The last of these is a mechanism that I think will grow over time because it inherently lets the device live as a Modbus device. Essentially, in this mechanism, you tack an OPC UA Server onto the front end of the device, and though the device looks like an OPC UA server, it is really still a Modbus device. Here’s how that works.

In this kind of system, the OPC UA server doesn’t really function as an OPC UA server. It is simply a mechanism to make a secure and reliable connection between a Modbus Client and a Modbus Server. Modbus is an unsecured protocol and, in its serial implementation, performance bound. If you simply add an OPC UA Server to the front end of that serial Modbus device, you can transport those Modbus messages over a secure connection and do it faster and more reliably.

There are a number of ways to configure such a system. One way is to expose a single attribute in the OPC UA server. That attribute would be a string attribute that contains the entire Modbus message. A Modbus RTU Client device would use an OPC UA Client device to write the send attribute in the destination device and read back the receive attribute. Nothing changes for the Modbus devices except that messages are handed off to OPC UA instead of being put on a wire. This kind of implementation is pretty standard, and most OPC UA Clients and Servers could be configured to use it.

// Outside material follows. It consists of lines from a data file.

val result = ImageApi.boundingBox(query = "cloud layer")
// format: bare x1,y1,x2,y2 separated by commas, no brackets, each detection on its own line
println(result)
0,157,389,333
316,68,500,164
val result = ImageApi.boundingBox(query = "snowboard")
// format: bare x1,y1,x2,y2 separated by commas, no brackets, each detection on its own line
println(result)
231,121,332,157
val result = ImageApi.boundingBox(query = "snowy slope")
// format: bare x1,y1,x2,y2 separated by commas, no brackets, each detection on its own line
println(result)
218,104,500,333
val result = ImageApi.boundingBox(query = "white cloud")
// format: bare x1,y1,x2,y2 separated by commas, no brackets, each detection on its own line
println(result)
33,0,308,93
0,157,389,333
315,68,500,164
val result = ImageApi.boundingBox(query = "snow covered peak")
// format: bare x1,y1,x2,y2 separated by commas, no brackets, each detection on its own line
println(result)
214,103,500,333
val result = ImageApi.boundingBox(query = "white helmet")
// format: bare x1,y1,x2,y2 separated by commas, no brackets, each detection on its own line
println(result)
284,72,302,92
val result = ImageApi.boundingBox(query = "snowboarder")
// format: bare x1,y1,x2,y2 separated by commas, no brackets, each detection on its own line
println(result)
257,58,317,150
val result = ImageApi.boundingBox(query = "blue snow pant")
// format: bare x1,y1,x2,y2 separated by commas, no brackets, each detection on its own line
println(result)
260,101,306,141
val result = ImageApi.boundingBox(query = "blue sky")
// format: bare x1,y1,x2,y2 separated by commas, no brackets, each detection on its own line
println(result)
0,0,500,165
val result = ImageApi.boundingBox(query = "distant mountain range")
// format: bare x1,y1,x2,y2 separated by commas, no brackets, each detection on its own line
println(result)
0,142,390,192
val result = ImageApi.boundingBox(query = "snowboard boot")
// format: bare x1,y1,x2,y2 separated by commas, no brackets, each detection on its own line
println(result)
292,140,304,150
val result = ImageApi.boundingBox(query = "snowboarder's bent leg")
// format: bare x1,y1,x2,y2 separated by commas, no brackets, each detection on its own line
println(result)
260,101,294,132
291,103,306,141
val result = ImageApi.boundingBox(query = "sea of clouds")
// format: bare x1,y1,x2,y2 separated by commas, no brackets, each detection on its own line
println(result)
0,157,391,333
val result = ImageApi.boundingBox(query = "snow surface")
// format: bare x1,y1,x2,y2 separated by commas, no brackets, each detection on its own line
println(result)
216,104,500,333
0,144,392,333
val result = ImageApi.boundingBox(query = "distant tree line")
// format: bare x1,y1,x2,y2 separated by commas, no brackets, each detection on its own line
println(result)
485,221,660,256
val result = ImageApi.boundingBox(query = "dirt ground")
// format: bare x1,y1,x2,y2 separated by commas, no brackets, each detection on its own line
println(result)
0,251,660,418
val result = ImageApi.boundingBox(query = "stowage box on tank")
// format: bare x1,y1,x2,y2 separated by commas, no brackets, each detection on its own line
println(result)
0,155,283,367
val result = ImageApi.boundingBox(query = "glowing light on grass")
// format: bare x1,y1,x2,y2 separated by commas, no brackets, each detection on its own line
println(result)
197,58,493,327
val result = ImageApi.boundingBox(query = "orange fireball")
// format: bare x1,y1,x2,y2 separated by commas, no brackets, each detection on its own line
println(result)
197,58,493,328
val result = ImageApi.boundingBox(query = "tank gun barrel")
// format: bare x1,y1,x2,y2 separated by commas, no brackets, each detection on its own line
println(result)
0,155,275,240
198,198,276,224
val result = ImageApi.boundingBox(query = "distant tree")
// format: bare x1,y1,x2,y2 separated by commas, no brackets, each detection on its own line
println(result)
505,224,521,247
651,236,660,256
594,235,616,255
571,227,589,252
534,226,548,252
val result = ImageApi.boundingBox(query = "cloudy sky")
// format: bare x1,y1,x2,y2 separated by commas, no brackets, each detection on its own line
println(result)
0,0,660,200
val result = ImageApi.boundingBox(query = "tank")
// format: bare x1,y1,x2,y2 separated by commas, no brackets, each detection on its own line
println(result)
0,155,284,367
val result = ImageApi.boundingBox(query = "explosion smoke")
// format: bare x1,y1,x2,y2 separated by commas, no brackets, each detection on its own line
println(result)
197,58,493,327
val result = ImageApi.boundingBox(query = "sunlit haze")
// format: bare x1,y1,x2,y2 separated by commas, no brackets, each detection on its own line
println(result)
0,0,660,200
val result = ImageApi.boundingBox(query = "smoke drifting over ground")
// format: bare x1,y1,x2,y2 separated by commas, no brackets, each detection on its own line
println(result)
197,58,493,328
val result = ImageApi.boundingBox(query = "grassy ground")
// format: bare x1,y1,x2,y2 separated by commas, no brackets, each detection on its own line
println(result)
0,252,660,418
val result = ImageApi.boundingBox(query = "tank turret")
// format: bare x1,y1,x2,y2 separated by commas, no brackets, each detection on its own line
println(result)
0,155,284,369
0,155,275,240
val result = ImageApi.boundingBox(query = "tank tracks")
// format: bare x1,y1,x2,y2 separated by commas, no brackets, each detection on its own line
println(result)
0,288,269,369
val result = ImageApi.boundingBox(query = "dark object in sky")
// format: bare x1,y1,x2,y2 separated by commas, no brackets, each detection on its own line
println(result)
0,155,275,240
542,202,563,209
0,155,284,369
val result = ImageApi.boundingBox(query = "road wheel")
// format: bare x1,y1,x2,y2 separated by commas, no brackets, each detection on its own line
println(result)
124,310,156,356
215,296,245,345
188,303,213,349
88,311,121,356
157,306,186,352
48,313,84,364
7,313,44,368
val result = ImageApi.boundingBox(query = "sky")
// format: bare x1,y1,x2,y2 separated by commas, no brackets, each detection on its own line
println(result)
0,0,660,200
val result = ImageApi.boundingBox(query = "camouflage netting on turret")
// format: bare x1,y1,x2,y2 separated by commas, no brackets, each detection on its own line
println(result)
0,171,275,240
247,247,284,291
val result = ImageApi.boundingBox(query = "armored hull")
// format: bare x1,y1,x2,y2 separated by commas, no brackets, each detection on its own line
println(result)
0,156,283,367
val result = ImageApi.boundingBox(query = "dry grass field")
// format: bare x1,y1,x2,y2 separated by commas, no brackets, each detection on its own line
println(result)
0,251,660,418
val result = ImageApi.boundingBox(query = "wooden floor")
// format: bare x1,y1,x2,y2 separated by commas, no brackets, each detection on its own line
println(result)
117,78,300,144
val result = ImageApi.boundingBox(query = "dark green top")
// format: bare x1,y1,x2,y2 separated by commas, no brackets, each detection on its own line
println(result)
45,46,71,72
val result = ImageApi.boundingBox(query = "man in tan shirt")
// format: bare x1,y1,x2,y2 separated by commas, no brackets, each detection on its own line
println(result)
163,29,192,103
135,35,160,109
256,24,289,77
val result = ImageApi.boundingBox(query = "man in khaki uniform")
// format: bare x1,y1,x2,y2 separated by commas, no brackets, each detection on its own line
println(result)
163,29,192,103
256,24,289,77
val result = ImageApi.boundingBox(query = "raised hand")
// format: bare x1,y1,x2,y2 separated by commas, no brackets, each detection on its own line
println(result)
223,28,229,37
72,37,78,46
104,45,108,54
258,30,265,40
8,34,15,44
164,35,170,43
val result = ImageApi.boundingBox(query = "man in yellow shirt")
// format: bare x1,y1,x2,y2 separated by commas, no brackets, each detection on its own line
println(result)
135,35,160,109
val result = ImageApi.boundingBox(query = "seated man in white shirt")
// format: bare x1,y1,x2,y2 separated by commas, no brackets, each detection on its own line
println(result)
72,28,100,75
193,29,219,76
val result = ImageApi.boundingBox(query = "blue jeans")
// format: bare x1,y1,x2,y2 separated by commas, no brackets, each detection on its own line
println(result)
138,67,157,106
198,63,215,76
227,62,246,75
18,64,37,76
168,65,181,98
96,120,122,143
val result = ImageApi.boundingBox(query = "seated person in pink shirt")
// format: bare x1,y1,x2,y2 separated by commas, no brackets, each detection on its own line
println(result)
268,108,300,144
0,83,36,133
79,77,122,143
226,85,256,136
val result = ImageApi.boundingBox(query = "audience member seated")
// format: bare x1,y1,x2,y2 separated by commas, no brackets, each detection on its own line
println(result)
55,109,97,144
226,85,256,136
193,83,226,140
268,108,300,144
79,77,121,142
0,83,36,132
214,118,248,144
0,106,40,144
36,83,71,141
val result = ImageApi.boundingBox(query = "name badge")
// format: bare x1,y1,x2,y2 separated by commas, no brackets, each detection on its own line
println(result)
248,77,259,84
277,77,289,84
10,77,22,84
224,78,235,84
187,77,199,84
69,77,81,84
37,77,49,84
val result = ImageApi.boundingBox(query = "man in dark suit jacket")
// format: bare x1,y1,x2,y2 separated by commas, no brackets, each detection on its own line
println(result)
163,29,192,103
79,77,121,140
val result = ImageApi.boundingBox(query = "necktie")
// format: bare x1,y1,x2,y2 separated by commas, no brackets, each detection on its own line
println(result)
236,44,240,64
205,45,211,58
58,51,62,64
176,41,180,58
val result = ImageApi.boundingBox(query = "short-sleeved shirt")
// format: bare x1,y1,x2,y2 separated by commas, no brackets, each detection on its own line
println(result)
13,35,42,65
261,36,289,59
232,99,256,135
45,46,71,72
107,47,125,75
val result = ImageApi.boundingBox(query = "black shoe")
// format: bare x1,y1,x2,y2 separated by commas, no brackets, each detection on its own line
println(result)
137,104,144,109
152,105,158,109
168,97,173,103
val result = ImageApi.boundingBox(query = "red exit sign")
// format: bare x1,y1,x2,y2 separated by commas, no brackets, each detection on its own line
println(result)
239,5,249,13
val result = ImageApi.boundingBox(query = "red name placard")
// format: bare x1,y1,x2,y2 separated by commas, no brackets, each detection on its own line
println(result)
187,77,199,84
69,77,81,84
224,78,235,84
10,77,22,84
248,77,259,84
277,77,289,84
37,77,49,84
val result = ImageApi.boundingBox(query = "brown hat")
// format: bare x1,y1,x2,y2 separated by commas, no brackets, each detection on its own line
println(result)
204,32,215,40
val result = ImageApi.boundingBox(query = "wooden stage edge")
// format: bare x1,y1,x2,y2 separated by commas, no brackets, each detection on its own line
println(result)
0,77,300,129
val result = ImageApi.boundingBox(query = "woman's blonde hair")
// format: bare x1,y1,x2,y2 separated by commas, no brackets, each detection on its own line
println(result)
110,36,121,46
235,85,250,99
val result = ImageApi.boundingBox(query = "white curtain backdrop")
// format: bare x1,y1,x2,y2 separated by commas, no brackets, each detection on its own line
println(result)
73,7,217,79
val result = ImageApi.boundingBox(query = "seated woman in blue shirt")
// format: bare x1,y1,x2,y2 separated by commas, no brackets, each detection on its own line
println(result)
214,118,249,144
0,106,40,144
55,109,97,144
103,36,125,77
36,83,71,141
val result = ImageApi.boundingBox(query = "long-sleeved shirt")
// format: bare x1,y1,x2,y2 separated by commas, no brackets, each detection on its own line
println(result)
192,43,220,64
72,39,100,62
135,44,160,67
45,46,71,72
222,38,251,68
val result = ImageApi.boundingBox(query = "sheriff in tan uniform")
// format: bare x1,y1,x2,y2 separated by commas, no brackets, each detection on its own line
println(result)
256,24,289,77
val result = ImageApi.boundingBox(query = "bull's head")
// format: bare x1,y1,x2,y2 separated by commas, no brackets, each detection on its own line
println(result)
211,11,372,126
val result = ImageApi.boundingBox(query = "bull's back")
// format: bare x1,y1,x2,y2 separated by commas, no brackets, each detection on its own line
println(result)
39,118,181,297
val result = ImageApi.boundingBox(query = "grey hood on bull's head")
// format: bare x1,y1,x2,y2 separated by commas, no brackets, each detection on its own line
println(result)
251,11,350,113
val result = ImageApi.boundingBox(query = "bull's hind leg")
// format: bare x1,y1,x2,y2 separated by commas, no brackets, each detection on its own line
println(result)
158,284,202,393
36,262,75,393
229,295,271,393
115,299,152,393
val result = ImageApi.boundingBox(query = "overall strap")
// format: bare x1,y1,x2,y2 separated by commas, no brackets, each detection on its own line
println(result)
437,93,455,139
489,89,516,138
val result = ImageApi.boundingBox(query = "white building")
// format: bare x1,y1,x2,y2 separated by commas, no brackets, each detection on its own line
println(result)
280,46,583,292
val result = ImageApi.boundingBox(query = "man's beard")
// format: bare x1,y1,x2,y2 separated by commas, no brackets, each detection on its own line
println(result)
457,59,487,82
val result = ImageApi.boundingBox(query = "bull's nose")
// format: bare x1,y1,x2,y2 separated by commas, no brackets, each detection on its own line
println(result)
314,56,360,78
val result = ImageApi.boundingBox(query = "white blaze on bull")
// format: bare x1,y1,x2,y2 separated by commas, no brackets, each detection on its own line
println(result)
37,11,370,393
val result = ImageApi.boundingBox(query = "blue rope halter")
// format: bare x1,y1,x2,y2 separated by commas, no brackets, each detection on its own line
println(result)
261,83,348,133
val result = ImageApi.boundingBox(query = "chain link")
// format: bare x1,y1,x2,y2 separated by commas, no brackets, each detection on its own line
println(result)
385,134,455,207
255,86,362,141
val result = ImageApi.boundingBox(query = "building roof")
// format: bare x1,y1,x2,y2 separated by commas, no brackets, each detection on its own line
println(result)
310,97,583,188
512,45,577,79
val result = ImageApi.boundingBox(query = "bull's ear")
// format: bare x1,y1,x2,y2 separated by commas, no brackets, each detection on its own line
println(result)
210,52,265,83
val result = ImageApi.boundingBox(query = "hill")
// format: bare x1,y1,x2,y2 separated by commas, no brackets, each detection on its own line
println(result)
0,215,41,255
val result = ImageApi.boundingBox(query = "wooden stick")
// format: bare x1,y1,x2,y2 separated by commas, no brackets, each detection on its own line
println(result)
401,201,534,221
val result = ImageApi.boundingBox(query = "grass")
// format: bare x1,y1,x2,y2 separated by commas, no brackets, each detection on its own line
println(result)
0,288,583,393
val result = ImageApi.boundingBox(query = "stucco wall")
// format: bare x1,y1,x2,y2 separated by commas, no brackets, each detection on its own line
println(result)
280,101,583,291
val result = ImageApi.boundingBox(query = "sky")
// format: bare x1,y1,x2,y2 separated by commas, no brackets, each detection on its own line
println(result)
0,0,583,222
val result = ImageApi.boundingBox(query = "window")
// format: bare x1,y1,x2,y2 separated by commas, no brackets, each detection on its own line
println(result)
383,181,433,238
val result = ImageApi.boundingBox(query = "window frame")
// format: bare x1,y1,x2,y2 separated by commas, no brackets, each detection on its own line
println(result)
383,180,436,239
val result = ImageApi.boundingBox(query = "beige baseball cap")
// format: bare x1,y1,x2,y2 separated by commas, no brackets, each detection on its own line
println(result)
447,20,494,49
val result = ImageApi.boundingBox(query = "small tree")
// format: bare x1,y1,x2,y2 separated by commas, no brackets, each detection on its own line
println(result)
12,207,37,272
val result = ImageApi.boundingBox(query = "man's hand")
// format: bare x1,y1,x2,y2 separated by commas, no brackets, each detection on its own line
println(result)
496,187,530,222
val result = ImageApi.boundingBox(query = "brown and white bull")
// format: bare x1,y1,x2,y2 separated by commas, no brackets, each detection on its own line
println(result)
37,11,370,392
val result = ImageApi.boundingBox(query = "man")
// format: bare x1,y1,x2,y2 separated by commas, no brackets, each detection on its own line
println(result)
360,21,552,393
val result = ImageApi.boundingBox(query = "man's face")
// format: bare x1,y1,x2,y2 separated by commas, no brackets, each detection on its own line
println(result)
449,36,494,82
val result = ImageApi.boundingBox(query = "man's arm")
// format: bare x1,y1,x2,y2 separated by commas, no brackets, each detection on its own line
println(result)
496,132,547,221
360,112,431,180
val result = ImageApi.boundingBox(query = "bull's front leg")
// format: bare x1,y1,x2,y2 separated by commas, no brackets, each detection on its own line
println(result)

Another way is to build a data provider/manager to handle the Modbus message. This operates very similarly. Once a message is processed by the low level transport, security and everything else (OPC UA stack), the application services look at the attribute. The application service manager would notice that the namespace index points to a dedicated application process. That could be the standard Modbus application or an intermediary. In either case, it would work the same as processing a “Modbus attribute” described above.

The advantage to this sort of scenario is that Modbus devices can be converted to OPC UA without actually changing any of the internals of the Modbus device. It’s an easy way to convert from Modbus to UA without really converting your device.